Thanks so much Karen for informing us all. Will certainly give it a try. I’ve shaped rings into square ones in the past, but not after a round ring w/ stone is complete.

Karen Bahr November 26, 2008 at 3:55 pm

You need a ’rounded square ring mandrel’ as described in the Rio Grande catalogue page 112. Once your ring is made, you can slip the ring on the mandrel so the top of the ring faces the floor. Make sure it is centered on the middle of a flat side. Then using a Rawhide mallet you lightly tap the bottom of the ring (facing upwards) just enough to reshape the bottom of the shank to be flat (squared). You are only changing its shape not its size. This fits a little more comfortably on the finger and helps with the tenancy of the top heavy ring to twist sideways. I hope this is clear.

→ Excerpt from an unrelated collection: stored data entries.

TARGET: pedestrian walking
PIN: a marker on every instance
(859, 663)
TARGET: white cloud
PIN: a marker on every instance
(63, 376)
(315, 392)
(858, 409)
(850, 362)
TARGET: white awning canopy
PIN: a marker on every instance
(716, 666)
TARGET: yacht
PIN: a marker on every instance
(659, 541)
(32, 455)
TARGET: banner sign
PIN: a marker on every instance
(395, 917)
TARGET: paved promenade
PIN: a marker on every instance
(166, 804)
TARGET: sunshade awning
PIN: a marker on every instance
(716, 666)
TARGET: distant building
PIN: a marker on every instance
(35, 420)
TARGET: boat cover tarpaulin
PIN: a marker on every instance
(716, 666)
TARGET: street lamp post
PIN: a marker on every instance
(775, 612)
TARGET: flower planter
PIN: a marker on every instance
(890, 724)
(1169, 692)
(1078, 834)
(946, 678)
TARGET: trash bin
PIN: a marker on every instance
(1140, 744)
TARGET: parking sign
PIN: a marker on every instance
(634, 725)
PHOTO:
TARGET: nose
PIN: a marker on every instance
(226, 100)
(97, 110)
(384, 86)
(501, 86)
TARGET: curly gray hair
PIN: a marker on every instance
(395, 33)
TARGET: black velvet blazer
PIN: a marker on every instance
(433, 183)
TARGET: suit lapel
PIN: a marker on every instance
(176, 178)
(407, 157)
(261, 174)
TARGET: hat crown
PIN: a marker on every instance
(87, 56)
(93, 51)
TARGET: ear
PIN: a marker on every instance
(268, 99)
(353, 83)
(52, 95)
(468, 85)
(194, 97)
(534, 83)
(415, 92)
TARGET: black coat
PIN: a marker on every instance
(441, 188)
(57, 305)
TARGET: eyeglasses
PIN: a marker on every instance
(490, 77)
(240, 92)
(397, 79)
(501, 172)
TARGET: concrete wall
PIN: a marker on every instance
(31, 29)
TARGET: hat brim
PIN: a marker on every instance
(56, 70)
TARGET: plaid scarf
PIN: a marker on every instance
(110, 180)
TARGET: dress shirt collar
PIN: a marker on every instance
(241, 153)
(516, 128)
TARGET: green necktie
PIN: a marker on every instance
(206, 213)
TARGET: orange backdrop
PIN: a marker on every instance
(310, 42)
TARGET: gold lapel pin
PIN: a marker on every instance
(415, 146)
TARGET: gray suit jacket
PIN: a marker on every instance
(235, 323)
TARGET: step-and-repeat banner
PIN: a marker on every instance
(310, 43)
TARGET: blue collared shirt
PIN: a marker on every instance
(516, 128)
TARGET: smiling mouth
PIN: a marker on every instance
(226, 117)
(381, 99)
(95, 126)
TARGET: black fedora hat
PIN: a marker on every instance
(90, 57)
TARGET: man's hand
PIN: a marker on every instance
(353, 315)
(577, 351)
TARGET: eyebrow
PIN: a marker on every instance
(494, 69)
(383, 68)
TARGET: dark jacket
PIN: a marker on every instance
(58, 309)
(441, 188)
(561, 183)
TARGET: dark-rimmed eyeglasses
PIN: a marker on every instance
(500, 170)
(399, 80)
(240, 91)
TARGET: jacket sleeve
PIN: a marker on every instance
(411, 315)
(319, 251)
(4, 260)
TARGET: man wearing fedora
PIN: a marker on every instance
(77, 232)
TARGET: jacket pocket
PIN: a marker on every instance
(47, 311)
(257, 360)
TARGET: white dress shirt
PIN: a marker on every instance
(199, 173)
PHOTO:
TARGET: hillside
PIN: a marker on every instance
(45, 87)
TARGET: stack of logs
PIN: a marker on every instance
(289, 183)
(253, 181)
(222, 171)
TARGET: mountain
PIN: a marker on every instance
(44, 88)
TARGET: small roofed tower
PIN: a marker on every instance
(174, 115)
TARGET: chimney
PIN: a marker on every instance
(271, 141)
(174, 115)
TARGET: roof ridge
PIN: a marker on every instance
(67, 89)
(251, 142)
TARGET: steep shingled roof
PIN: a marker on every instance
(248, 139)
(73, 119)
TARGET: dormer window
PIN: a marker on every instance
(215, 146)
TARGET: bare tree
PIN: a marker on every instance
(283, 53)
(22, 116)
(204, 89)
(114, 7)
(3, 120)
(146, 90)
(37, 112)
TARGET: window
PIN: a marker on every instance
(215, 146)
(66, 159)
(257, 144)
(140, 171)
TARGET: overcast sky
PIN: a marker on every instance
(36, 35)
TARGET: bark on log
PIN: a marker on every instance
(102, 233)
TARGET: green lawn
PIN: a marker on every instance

kaytaylor November 26, 2008 at 11:05 am

Would you go into a little more detail about the squaring of the ring to keep the stone from turning it, i.e. hammer or mallet, the square mandrel, response to process when shank is very heavy, danger of enlarging the ring, etc? I’m sure readers, as well as I, would benefit.

Kay Taylor

Karen Bahr November 26, 2008 at 10:54 am

The rings look great. Thanks for the tips on soldering corrugation. For balancing a larger ring try squaring the bottom of the shank as this will help keep the ring from turning. You can often square just the bottom of the shank after the stone is set if you have a square mandrel.

Lauren November 24, 2008 at 7:55 pm

Very nice! 🙂 Thanks for taking the time to share the soldering tips with us.

bethwicker November 24, 2008 at 8:10 am

Lovely – just lovely!! Really like the way the corrugation enhances the setting. I intend to experiment with the technique, so really appreciate seeing what you have done, and the soldering tips.